Ma come si è arrivati a questa “decisione di non decidere”? Una delle letture più intriganti è il retroscena che Giuseppe Chiellino ha proposto sul Sole 24 Ore in cui sono state ricostruite le ultime ore dell’impasse europea. “Lunedì scorso il Consiglio Affari interni avrebbe potuto agevolmente adottare le proposte della Commissione sulle quote per ridistribuire i profughi negli Stati membri presentate da Jean-Claude Juncker pochi giorni prima in Parlamento. I cinque Paesi contrari (Polonia, Ungheria, Slovacchia, Repubblica Ceca e Romania) non disponevano dei voti sufficienti per fare “minoranza di blocco”. In base alle regole di voto del Consiglio, dunque, la decisione sarebbe passata con la maggioranza qualificata richiesta. È successo però che il Consiglio, anziché adottare la decisione, ha approvato “conclusioni” della presidenza che, in base ai trattati, non hanno alcun valore legale e dunque non obbligano nessuno.

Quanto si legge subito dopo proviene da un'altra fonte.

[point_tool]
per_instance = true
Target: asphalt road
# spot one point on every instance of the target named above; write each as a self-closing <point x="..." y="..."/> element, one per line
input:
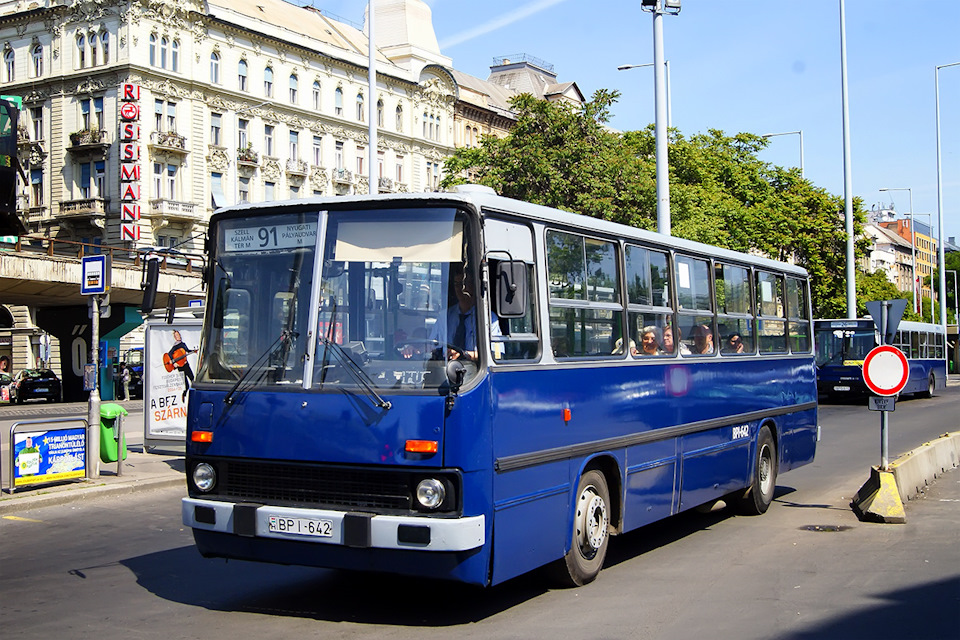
<point x="126" y="568"/>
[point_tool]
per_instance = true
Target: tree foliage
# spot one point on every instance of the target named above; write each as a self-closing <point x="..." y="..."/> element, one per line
<point x="720" y="192"/>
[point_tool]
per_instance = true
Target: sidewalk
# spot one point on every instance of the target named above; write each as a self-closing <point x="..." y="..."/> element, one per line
<point x="141" y="471"/>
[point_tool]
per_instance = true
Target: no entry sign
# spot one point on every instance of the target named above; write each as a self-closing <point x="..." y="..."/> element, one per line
<point x="885" y="370"/>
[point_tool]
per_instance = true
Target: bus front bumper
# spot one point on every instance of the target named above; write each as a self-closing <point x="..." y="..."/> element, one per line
<point x="322" y="526"/>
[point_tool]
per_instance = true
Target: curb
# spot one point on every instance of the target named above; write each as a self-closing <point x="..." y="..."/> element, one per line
<point x="81" y="491"/>
<point x="916" y="469"/>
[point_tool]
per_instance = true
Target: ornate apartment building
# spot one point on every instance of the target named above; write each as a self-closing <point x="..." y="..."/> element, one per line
<point x="141" y="117"/>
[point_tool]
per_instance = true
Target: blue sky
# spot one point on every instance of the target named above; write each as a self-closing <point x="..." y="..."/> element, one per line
<point x="760" y="66"/>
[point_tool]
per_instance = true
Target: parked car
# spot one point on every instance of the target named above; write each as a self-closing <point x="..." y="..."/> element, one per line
<point x="6" y="382"/>
<point x="30" y="384"/>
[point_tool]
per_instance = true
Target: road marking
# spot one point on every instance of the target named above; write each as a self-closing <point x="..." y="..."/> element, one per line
<point x="19" y="519"/>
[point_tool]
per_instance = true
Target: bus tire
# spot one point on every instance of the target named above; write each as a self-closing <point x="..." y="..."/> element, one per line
<point x="758" y="496"/>
<point x="591" y="532"/>
<point x="931" y="386"/>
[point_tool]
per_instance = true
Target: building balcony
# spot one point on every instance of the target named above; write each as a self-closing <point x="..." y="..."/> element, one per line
<point x="85" y="210"/>
<point x="168" y="141"/>
<point x="297" y="168"/>
<point x="343" y="176"/>
<point x="173" y="210"/>
<point x="92" y="143"/>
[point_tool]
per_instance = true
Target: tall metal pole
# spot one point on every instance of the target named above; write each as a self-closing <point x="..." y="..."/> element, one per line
<point x="847" y="172"/>
<point x="943" y="276"/>
<point x="372" y="169"/>
<point x="93" y="406"/>
<point x="660" y="96"/>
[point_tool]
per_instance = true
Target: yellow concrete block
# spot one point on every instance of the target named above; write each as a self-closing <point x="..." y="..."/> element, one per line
<point x="878" y="500"/>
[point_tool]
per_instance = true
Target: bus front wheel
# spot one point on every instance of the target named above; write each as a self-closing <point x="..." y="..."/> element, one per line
<point x="757" y="498"/>
<point x="591" y="534"/>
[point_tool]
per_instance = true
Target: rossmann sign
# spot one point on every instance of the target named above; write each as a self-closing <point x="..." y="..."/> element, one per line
<point x="130" y="163"/>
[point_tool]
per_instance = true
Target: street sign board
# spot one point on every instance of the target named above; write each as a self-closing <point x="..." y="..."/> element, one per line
<point x="93" y="279"/>
<point x="885" y="370"/>
<point x="882" y="403"/>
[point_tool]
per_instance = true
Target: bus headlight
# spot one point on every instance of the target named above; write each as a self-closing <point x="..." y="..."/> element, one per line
<point x="430" y="493"/>
<point x="204" y="477"/>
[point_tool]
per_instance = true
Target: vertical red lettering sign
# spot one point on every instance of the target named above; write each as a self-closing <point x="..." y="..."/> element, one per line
<point x="129" y="163"/>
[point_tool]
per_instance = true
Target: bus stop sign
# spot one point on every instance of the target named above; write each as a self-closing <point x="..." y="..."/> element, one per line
<point x="885" y="370"/>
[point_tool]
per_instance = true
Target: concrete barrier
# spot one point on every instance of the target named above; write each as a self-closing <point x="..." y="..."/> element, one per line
<point x="916" y="469"/>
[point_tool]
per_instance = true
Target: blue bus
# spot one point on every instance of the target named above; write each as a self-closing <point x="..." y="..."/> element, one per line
<point x="342" y="416"/>
<point x="842" y="346"/>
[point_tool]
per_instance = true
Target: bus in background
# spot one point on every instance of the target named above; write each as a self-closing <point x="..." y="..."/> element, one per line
<point x="842" y="346"/>
<point x="351" y="412"/>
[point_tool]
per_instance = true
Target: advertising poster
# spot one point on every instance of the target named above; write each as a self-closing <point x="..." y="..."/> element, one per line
<point x="169" y="368"/>
<point x="48" y="456"/>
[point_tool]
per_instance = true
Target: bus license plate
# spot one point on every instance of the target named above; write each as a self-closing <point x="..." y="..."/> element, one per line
<point x="301" y="526"/>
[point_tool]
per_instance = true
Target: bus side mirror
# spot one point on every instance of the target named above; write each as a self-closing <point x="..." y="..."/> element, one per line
<point x="151" y="278"/>
<point x="512" y="289"/>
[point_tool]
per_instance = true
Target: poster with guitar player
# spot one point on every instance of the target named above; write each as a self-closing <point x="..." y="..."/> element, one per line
<point x="170" y="361"/>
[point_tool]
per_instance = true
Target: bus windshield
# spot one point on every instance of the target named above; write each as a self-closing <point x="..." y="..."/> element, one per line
<point x="840" y="346"/>
<point x="377" y="319"/>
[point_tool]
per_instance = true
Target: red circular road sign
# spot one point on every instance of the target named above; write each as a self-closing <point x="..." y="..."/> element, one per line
<point x="885" y="370"/>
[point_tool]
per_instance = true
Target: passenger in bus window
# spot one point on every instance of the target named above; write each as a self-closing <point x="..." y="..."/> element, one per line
<point x="669" y="343"/>
<point x="458" y="326"/>
<point x="734" y="344"/>
<point x="650" y="341"/>
<point x="702" y="340"/>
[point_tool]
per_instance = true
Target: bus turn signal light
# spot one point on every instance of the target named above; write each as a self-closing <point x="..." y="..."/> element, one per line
<point x="421" y="446"/>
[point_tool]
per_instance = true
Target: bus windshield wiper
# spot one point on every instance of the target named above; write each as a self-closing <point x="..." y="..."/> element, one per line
<point x="281" y="343"/>
<point x="356" y="371"/>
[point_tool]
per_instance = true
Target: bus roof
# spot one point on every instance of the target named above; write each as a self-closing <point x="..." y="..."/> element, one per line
<point x="485" y="199"/>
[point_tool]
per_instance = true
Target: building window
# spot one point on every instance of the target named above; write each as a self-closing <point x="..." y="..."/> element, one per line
<point x="268" y="82"/>
<point x="215" y="128"/>
<point x="317" y="151"/>
<point x="268" y="140"/>
<point x="294" y="145"/>
<point x="105" y="47"/>
<point x="36" y="188"/>
<point x="37" y="61"/>
<point x="36" y="120"/>
<point x="242" y="133"/>
<point x="242" y="75"/>
<point x="164" y="46"/>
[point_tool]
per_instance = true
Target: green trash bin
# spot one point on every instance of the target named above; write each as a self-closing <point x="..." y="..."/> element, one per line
<point x="110" y="413"/>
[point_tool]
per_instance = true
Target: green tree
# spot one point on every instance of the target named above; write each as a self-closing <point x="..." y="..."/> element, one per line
<point x="720" y="192"/>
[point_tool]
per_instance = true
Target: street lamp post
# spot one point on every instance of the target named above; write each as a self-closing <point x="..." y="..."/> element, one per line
<point x="913" y="245"/>
<point x="940" y="258"/>
<point x="658" y="8"/>
<point x="625" y="67"/>
<point x="788" y="133"/>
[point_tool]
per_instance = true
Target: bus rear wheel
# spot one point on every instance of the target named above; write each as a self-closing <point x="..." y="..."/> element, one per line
<point x="757" y="498"/>
<point x="591" y="532"/>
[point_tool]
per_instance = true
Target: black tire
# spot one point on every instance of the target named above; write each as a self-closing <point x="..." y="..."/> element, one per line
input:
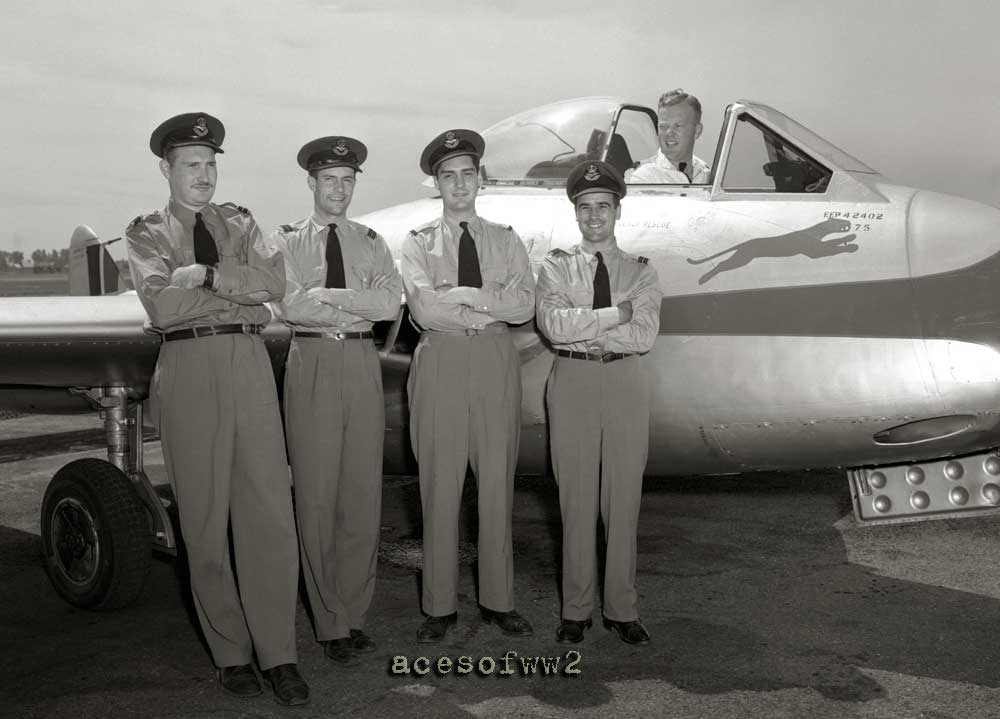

L’artefice principale di questa manovra è stato, dietro le quinte, il presidente del Consiglio europeo Donald Tusk, ex premier della Polonia” con la “complicità” “del servizio giuridico del Consiglio, guidato dal direttore generale Hubert Legal, il quale, come spiegano fonti autorevoli, «ha inventato una regola inesistente: le “conclusioni” del Consiglio sono diverse dalle sue “decisioni” e dunque passano all’unanimità invece che a maggioranza qualificata». In realtà, il trattato Ue dice semplicemente che “il consiglio delibera a maggioranza qualificata, salvo i casi in cui è trattati dispongano diversamente”. E quella di Frans Timmermans, primo vicepresidente della Commissione che, anziché svolgere il ruolo di “guardiano dei trattati”, vigilando sulla loro applicazione, ha assistito passivamente a quanto stava accadendo nella riunione, senza chiedere il voto come avrebbe potuto fare”.